Claudio Fiorentini collaboratore di Lèucade |
Nelle
ultime settimane c’è stato un gran parlare della situazione della poesia in
Italia, partito dalla notizia che la collana di poesia “Lo Specchio” della
Mondadori chiude. Certo, per noi che di poesia (e di letteratura in generale)

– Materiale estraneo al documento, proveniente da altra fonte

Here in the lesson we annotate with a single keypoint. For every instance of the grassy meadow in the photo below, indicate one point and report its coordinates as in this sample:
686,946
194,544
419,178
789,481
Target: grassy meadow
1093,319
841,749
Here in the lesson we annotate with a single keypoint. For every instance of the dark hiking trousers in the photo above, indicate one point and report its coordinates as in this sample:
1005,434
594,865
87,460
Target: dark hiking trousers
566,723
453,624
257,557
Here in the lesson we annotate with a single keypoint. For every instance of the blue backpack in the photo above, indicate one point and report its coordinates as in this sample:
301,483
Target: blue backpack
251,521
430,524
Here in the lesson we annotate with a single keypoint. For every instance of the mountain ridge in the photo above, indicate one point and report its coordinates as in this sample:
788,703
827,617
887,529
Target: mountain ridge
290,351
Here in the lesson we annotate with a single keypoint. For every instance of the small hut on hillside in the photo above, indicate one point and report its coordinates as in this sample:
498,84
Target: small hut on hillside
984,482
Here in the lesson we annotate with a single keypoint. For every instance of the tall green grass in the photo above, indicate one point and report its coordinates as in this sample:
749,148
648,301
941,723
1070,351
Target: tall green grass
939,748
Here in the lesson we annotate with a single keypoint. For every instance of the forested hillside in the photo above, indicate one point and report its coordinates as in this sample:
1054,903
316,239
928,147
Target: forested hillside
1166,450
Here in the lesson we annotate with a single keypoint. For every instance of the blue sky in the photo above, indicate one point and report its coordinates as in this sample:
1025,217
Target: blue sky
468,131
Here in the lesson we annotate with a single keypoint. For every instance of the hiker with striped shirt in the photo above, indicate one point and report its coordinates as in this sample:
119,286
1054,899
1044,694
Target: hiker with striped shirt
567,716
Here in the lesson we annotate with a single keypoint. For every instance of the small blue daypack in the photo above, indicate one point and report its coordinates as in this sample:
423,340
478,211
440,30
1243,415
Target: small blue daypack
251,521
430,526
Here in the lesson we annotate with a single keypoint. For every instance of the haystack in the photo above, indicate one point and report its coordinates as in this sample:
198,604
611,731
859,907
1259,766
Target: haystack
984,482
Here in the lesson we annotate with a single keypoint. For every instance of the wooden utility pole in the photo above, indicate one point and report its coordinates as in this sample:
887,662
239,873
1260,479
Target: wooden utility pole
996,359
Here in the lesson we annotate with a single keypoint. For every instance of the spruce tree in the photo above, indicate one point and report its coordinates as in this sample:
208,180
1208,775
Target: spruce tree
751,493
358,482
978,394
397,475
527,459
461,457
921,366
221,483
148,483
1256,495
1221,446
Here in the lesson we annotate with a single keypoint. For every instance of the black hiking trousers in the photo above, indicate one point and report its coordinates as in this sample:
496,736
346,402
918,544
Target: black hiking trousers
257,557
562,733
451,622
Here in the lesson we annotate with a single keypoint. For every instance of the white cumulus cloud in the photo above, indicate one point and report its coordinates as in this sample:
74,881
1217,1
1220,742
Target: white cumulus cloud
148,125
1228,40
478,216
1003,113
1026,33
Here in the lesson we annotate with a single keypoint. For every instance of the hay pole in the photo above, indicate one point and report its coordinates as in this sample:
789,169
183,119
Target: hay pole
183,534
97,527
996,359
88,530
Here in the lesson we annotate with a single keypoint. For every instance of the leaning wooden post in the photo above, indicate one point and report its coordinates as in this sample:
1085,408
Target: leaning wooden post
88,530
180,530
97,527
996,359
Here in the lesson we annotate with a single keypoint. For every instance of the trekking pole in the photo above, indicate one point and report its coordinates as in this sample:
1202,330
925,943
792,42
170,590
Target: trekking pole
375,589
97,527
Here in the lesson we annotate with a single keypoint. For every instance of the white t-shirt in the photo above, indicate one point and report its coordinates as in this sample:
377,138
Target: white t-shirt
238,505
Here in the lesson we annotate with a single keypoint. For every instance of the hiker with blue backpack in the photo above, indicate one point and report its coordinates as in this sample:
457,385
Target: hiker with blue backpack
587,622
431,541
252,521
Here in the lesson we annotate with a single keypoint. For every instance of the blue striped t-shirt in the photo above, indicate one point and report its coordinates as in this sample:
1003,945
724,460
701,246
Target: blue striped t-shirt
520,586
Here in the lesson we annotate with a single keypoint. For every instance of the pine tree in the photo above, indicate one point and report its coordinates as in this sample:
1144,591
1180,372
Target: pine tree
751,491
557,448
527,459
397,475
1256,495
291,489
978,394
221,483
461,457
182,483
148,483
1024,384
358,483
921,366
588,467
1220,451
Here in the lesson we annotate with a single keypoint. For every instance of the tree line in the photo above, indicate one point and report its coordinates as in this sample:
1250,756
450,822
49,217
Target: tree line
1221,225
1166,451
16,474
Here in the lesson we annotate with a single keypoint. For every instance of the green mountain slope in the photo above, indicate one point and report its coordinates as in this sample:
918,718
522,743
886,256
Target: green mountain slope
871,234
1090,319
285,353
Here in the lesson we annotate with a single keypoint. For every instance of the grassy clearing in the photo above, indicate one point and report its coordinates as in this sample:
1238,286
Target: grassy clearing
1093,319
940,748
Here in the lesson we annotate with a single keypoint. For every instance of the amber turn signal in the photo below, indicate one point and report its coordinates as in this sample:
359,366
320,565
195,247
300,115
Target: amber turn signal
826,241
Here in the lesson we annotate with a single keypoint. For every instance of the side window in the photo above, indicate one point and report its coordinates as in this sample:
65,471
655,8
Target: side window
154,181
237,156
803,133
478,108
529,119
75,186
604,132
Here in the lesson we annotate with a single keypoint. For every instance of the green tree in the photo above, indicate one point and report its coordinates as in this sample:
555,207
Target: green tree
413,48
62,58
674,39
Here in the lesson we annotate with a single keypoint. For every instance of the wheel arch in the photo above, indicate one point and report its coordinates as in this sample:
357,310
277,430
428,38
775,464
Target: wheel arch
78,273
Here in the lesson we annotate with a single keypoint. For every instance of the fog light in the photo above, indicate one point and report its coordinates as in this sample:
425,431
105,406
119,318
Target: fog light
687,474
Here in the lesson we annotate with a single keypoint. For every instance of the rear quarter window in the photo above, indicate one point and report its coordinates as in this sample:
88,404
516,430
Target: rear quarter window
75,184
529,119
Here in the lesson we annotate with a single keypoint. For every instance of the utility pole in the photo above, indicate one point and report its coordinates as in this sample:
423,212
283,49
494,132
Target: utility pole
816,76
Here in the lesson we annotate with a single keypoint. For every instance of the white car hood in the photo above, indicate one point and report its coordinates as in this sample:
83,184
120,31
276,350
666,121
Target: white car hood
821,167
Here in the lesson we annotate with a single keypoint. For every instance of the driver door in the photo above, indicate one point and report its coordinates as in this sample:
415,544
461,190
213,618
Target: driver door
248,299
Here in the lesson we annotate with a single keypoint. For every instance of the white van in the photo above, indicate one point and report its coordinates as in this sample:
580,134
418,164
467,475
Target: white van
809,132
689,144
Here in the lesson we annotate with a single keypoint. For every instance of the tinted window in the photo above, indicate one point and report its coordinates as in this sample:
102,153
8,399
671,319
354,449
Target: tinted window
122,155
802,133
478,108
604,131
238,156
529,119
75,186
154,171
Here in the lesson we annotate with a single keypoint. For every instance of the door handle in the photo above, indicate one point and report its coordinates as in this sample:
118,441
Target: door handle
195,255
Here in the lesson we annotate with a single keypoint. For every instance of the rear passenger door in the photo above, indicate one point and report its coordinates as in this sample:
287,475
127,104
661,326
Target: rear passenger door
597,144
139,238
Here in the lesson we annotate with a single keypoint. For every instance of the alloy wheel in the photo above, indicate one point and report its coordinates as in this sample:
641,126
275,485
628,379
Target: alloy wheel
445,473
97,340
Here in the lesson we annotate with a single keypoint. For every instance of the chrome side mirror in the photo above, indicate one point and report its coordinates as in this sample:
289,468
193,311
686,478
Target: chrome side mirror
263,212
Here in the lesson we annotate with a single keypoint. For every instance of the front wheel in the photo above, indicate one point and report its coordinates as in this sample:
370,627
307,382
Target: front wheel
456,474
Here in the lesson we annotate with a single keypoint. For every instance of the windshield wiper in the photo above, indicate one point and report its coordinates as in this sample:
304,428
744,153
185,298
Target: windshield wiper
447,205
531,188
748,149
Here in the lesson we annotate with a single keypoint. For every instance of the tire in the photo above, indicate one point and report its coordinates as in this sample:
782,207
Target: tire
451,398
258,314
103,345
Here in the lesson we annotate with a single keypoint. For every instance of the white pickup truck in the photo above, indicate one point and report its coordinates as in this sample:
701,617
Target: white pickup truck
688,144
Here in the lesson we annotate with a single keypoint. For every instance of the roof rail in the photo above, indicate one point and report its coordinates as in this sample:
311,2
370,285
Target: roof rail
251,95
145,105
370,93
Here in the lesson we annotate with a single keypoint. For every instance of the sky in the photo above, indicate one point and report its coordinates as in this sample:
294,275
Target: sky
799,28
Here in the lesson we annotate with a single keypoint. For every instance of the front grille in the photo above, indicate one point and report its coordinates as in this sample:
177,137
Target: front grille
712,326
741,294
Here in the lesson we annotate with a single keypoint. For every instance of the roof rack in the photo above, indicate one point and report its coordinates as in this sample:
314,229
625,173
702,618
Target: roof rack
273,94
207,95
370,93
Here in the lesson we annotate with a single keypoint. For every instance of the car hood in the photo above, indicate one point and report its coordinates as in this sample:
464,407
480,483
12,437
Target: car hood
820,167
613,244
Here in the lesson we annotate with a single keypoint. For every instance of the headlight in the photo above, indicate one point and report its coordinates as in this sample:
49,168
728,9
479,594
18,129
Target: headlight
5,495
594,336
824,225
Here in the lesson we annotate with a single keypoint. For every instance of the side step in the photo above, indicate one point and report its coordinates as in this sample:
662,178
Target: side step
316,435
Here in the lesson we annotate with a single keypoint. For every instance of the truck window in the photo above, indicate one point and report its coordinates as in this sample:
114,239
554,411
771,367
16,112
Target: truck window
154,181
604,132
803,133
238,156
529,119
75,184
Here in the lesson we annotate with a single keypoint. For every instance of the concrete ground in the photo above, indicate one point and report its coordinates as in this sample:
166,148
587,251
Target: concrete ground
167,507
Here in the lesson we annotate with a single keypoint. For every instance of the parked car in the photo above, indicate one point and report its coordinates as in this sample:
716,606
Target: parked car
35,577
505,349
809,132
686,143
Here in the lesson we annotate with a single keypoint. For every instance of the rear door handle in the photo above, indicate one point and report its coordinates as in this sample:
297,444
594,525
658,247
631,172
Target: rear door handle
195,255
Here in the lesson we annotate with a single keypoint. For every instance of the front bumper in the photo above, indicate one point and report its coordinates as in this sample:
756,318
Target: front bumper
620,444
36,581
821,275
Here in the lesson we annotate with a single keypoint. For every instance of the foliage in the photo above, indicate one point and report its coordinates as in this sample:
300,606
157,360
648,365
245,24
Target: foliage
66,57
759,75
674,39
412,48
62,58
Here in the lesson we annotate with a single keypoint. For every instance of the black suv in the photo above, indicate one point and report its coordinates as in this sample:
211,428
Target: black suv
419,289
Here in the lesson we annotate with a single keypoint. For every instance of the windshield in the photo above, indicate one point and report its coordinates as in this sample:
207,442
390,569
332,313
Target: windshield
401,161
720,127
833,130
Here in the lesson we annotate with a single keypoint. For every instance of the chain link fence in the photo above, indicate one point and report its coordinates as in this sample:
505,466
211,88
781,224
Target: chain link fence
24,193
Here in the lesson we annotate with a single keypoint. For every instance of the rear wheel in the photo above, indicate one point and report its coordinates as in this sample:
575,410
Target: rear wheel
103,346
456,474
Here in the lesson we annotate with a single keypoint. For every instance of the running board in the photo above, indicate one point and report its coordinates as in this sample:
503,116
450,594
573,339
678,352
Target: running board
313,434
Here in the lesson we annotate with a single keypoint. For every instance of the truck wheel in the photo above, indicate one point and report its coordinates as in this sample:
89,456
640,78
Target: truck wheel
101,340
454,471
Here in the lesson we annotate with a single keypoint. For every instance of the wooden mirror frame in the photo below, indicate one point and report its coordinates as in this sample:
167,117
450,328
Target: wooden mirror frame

ci occupiamo da molti anni forse il tema non è nuovo, ma vorrei citare alcuni
passaggi chiave di alcuni interventi. Davide Brullo, il 14 luglio, rispondendo
a un articolo di Alessandro Zaccuri che ha lanciato il sasso nello stagno
scrivendo “alle grandi case editrici la poesia sembra non interessare più”, scrive
un interessante articolo di cui ricopio il passaggio per me più significativo: “il mercato difficilmente va a braccetto con
la cultura…. per vendere devi
pubblicare roba che piace a tutti”. Nel suo articolo attacca molto
apertamente le politiche dell’editore citato (pubblicare nomi noti, amici di
Segrate, se “Lo Specchio” chiude ne avremo tutti da guadagnare). La catena di
Sant’Antonio si è ormai innescata, e il 15 luglio, appare su Il Foglio un
articolo di Alfonso Berardinelli, che attacca la stessa collana, dicendo che Lo
Specchio aveva ormai rinunciato alla poesia da anni, e se chiude una ragione ci
sarà. Interessante la sua posizione su quanti
poeti pubblicabili in Italia ci sono, per lui una dozzina, concede di arrivare
a venti, a trenta… insomma, per Belardinelli non c’è materia. Tralascio i suoi commenti conclusivi che lanciano
strali su antologie, recensori, editori e poeti d’ogni sorta, solo in parte
condivisibili. Il 16 luglio è apparso su vari blog un articolo di Alessandro
Canzian, che si meraviglia non per la notizia della chiusura della collana,
quanto per tutto il rumore che si fa intorno a questa vicenda. Dice Canzian:
non solo “Carmina non dant panem” ma
nemmeno le briciole, per poi aggiungere “di poeti bravi ce ne sono,
nascono, crescono, maturano e vengono pubblicati” ma vendono poco. Canzian, che
tra l’altro fa l’editore, parla anche dell’editoria su contributo dell’autore,
senza demonizzarla, perché effettivamente le spese ci sono tutte, e non è
pensabile che in un mercato povero di acquirenti e ricco di scrittori l’editore
possa farcela da solo. Conclude con un passaggio molto interessante che riporto
qui: “è la cultura italiana che non
considera più la poesia come una testimonianza del tempo” aggiungendo poi
“chi propone titoli scarsi non è responsabile della mancanza di buoni titoli, e
chi non chiede la pubblicazione dei buoni titoli non è responsabile dei titoli
di non qualità. Il paradosso vuole che non esista una causa/effetto diretta, ma
che ci sia una comune responsabilità.
È la cultura/raffreddore generale che crea i vari nasi che colano e ai quali ci
fa comodo dare la colpa del tutto, per evitare
l’autocritica”. Gerardo Mastrullo, editore anche lui, risponde a tutta
questa serie di articoli offrendo uno sconto del 25% per l’acquisto di almeno
due libri fino a fine mese.
Non
citerò altri articoli, ce ne sono veramente tanti, mi soffermerò però su alcuni
passaggi chiave che colgo in questo dibattito:
Il mercato non va a braccetto con la
cultura
Non
sono d’accordo. Il nostro Paese potrebbe vivere solo di cultura, e dovremmo
andarne fieri. Il problema, però, se ci concentriamo sull’editoria, è diverso.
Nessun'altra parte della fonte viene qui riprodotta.